Alain Gautier se prend la tête entre les mains à son arrivée à la Solitaire du Figaro, dans la nuit du 21 au 22 août 2003, à Saint-Nazaire, 13 secondes derrière Armel Le Cléac'h. (NATACHA FAVREAU / AFP)

Et parfois, elle est minime. En 2003, après 327 heures, 8 minutes et 19 secondes de mer, soit plus de 13 jours de navigation, Armel Le Cléac'h n'avait devancé Alain Gautier que de 13 ridicules secondes au final. Il ne faut donc pas laisser passer une miette face à des concurrents qui comptent parmi les meilleurs coureurs au large. La course demande d'être très complet. Chaque skipper doit barrer et régler presque en permanence son bateau dans des parcours jamais loin des côtes aux vents changeants, des courants et un trafic maritime parmi les plus importants au monde, tout en analysant la météo, en choissant les meilleures options et en se gardant de casser son matériel. Un vrai casse-tête.

Une guerre d'épuisement

Dans ces conditions, dormir devient un luxe à doser avec parcimonie, et gare à celui qui se laisse aller. Le médecin de la course, Jean-Yves Chauve, explique : "Quelqu'un qui n'a pas dormi depuis seize heures a une vigilance égale à quelqu'un qui a 0,5 gramme d'alcool dans le sang ! L'hypovigilance [une vigilance en dessous de la normale] arrive très vite." Le coureur ne se rend pas forcément compte de sa fatigue, mais, épuisé, il rechigne à manœuvrer, à régler son bateau, prend du retard dans ses analyses. Dans le pire des cas, il risque d'avoir des hallucinations.

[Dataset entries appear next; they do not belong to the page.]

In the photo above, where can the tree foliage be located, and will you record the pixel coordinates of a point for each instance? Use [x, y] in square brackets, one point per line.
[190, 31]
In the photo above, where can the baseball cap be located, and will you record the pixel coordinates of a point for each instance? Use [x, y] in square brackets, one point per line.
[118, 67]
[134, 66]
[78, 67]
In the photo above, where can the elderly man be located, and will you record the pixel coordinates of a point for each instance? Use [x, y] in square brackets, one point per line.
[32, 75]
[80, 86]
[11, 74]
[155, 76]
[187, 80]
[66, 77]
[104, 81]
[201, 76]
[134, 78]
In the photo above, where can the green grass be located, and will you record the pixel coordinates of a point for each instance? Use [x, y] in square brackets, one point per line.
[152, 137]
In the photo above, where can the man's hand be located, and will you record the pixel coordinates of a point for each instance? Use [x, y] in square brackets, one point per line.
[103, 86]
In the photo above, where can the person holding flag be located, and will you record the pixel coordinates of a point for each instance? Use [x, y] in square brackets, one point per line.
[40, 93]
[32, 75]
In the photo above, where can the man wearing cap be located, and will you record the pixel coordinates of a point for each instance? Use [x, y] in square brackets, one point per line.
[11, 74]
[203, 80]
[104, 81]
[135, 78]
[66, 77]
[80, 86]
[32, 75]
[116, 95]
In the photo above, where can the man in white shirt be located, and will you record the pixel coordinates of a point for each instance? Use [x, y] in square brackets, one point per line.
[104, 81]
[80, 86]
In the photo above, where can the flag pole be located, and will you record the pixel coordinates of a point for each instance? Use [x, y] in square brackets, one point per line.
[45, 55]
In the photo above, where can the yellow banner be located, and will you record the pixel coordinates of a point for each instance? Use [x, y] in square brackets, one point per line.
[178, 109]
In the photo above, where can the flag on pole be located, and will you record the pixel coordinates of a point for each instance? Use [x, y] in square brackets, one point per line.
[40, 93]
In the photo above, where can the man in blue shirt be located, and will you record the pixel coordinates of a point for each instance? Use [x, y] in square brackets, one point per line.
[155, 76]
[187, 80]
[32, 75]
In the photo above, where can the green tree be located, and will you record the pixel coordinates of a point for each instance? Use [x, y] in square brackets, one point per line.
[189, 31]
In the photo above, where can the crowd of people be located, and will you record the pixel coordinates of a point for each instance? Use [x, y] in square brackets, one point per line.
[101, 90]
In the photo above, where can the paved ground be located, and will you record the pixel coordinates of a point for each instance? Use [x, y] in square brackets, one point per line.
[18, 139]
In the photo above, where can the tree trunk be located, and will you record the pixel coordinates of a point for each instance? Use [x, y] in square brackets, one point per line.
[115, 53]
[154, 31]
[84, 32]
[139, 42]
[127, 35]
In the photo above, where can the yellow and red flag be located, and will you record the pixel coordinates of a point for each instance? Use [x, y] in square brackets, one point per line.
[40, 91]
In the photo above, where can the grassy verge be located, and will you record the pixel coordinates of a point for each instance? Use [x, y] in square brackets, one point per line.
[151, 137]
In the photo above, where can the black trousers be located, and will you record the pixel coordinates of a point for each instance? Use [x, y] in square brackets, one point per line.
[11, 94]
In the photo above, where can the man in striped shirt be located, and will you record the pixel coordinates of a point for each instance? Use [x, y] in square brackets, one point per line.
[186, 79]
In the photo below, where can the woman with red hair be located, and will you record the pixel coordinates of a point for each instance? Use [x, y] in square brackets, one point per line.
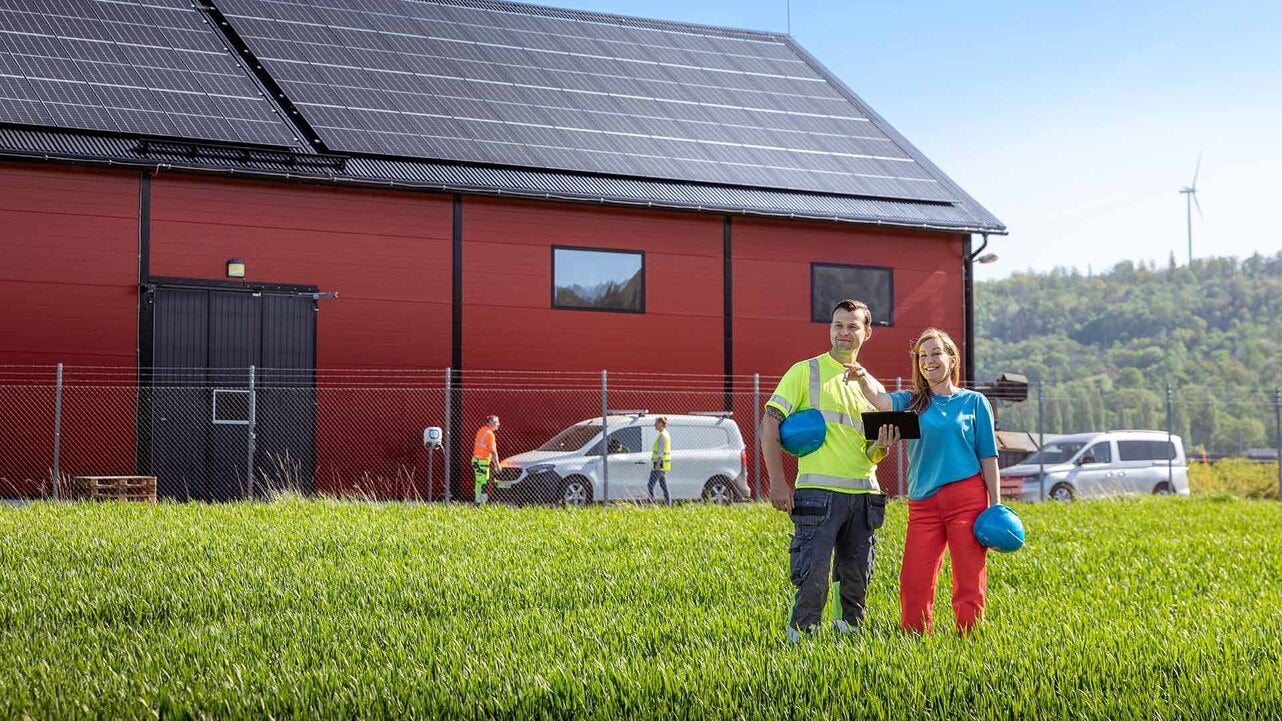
[951, 479]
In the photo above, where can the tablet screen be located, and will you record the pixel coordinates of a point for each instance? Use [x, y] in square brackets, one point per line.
[904, 420]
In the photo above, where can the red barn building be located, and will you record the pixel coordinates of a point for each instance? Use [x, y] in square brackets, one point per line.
[483, 185]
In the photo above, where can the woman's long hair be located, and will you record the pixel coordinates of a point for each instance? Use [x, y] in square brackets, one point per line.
[921, 399]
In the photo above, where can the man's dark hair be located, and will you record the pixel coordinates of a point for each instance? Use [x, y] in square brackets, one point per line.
[854, 307]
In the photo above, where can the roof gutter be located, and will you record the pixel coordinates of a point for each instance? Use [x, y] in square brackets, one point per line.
[158, 166]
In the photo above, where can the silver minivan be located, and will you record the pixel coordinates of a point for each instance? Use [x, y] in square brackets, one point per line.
[1100, 465]
[709, 462]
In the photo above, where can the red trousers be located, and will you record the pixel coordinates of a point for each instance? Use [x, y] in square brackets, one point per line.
[944, 520]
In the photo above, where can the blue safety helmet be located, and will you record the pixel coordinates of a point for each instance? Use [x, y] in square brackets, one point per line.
[803, 432]
[1000, 529]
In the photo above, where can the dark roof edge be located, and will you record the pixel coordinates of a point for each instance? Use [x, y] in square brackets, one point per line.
[890, 131]
[610, 18]
[346, 180]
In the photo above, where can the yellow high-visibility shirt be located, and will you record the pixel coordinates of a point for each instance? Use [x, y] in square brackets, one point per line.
[841, 463]
[662, 453]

Ne pas dormir risque de faire baisser les performances, mais l'inverse est aussi vrai. "Le jeu est de se reposer tout le temps, dès que c'est possible. La fatigue cumulée est le piège ultime, expliquait le navigateur Armel Le Cléac'h à Voiles et Voiliers. Le pire, c'est quand tu te dis 'Allez, pas besoin de mettre le réveil, je ne vais pas dormir, juste fermer les yeux quelques secondes...' Et manque de pot, tu te réveilles une heure après, le bateau en vrac et les copains partis !" Jérémie Beyou parle d'une "guerre d’épuisement au cours de laquelle il faut être capable de prendre un peu d’angle par rapport à la flotte et d’enfoncer le clou".

Une heure de sommeil par jour

Comment doser ? Pendant un Vendée Globe, les coureurs s'accordent trois à cinq périodes d'une heure et demie de sommeil, permettant un cycle de sommeil monophasique. Dans la Solitaire, les figaristes visent un autre type de sommeil, que le médecin Jean-Yves Chauve décrit comme "un sommeil 'parking' de vingt minutes qui permet d'atteindre le sommeil profond avec peu de rêves mais qui offre une bonne récupération physique". Ils s'accordent aussi quelques instants de "sommeil 'flash' de quelques secondes qui permet une courte relaxation pour retarder l'apparition de l'hypovigilance".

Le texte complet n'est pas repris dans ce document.